Ma che importava? Con un agile balzo scese dal cavallo che montava a pelo e si avviò a passi decisi verso il fiume. Per lavare via dal suo corpo la polvere, il sudore e il sangue. Per rinvigorire le membra con un’energica nuotata in quell’acqua fredda che rifletteva la sua immagine: quella di un sedicenne dinoccolato, dai lunghi capelli rossi raccolti sulla nuca con un lacciolo di cuoio e dai tratti delicati di ragazza,coperto a malapena da una clamide corta, lisa per i troppi bucati, nient’affatto diverso da com’era stato prima che a colpi di sferza e di bastone facessero di lui un uomo e un guerriero.

Il fruscio che percepì alle sue spalle non era il vento di Borea che scuoteva le foglie. Né il brontolare sordo il tuono lontano, presago di un temporale imminente. Era un pericolo, gli diceva l’istinto, e, da guerriero spartiate, doveva fronteggiarlo guardandolo in faccia. Senza tremare. Qualsiasi cosa fosse.

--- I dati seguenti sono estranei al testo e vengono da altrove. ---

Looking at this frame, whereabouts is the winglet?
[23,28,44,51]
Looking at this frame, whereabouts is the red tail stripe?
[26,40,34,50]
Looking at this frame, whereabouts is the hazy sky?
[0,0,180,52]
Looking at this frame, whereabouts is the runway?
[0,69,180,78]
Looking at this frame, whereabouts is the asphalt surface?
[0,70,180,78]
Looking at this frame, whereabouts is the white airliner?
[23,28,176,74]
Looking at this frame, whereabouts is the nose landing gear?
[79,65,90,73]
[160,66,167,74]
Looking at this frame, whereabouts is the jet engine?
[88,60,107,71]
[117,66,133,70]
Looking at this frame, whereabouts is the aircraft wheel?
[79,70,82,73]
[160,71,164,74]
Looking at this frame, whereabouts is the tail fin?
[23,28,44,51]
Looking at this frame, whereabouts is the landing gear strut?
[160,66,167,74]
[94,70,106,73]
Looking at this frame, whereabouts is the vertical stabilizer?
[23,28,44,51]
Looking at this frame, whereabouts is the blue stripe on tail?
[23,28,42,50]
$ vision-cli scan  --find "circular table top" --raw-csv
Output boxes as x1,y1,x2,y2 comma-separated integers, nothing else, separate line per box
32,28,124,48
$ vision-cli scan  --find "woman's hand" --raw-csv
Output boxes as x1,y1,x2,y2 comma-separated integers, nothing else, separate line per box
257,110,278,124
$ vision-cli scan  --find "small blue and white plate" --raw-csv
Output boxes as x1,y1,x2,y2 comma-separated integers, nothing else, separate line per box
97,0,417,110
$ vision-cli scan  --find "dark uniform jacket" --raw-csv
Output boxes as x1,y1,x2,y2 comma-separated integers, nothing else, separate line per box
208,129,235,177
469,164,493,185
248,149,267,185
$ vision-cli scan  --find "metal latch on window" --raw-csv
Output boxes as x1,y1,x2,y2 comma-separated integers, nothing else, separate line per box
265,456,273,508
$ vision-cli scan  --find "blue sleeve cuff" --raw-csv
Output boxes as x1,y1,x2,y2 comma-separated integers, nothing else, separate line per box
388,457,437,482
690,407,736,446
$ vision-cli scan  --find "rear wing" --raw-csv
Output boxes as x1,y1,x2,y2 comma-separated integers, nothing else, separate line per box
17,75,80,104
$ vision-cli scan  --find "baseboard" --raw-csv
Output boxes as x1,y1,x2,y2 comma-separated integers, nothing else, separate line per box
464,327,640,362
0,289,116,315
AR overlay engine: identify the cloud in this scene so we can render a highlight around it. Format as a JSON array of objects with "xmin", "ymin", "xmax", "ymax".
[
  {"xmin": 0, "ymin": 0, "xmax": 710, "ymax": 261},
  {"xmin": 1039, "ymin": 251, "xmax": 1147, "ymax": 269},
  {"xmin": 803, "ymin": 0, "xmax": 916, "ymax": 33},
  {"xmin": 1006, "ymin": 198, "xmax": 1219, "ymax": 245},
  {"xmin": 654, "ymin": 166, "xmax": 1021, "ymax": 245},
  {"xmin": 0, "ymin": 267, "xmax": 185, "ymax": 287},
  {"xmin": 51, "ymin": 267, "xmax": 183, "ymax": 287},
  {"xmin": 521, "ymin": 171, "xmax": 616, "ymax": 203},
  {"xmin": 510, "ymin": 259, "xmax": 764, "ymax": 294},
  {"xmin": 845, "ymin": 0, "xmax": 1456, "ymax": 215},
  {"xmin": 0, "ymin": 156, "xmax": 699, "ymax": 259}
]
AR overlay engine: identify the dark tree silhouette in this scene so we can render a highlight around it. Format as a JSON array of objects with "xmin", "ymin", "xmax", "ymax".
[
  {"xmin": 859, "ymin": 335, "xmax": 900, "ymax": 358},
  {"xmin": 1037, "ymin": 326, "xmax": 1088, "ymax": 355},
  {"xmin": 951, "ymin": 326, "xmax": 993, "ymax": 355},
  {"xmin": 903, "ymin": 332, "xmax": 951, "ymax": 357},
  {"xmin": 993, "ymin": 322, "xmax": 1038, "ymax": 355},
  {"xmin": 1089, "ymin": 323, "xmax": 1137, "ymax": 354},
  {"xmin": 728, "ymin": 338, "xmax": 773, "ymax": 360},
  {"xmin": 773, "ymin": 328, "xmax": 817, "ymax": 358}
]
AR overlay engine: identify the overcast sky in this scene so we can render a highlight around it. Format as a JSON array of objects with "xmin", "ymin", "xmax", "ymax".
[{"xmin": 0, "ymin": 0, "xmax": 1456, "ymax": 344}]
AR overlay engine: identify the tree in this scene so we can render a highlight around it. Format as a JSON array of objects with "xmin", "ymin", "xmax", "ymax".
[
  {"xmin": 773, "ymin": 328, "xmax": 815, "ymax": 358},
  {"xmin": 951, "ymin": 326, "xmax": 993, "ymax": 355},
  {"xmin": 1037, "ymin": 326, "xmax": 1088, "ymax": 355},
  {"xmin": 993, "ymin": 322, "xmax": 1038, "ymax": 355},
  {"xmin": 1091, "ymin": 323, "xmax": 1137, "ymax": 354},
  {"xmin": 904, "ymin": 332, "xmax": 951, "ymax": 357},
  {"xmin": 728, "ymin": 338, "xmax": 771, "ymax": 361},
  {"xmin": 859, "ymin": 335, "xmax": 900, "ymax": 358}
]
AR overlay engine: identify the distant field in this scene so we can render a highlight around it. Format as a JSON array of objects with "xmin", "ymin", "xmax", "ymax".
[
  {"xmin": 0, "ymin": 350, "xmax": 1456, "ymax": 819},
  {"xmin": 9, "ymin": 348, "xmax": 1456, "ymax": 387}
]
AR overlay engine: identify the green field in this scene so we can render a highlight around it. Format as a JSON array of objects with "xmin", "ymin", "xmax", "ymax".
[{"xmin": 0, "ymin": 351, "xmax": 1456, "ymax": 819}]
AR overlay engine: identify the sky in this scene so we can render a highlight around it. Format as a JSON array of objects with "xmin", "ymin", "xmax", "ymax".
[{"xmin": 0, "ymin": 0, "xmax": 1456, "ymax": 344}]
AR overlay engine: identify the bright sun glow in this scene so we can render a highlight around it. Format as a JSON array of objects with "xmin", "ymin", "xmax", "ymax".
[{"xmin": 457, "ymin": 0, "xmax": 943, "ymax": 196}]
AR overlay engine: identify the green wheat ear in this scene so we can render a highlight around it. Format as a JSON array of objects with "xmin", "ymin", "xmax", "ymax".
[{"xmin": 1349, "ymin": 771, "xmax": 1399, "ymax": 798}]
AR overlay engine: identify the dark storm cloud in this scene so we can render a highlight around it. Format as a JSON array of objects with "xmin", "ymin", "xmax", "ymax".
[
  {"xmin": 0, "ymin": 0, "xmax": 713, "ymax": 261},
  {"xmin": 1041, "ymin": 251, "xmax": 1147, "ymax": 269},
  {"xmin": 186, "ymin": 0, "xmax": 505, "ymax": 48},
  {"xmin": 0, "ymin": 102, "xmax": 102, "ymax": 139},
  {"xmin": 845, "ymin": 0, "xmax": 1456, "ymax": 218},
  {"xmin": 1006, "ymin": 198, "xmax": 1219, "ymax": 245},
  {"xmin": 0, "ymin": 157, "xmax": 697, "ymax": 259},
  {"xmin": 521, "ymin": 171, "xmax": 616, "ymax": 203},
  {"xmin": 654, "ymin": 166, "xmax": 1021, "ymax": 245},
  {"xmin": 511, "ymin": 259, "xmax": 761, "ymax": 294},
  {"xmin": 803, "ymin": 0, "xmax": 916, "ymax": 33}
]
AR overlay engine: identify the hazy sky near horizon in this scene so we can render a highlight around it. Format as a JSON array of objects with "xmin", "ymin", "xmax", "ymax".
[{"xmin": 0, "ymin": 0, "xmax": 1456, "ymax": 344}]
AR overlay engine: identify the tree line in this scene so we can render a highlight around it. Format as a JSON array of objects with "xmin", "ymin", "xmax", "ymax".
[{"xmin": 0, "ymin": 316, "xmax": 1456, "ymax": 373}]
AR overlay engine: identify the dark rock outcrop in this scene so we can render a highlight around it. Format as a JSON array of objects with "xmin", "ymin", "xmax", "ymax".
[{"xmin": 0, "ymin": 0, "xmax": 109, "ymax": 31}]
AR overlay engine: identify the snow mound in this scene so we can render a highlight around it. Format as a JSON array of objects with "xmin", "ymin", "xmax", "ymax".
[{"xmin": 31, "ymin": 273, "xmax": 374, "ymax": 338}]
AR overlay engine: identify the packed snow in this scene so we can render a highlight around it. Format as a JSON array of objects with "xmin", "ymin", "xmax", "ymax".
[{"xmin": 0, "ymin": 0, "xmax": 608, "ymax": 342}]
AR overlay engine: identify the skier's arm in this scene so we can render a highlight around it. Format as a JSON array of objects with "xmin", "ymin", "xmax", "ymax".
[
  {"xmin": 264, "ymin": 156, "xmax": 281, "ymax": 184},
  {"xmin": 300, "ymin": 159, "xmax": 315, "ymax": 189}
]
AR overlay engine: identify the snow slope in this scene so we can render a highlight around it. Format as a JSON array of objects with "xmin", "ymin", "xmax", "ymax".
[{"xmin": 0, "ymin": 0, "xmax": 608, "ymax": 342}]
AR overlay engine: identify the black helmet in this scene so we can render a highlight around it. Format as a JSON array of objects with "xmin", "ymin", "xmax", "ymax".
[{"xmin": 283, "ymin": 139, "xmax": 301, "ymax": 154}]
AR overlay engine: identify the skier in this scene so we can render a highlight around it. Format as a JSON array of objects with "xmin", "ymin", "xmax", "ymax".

Qualsiasi cosa fosse. Eppure, di fronte a un nemico come quello, anche il più prode degli eroi avrebbe tremato di paura, battendo i denti come sistri: un grosso lupo lo fissava immobile, facendo filtrare un ringhio rauco tra le fauci bavose. Gli avevano insegnato che i lupi temono l’uomo e lo fuggono, ma quell’animale…quell’animale era idrofobo. Lo avrebbe attaccato e, anche se lui fosse riuscito a spaccargli il cuore con un colpo del suo pugnale, una sola, piccola scalfittura di quei denti infetti sarebbe bastata a condannarlo ad una morte terribile.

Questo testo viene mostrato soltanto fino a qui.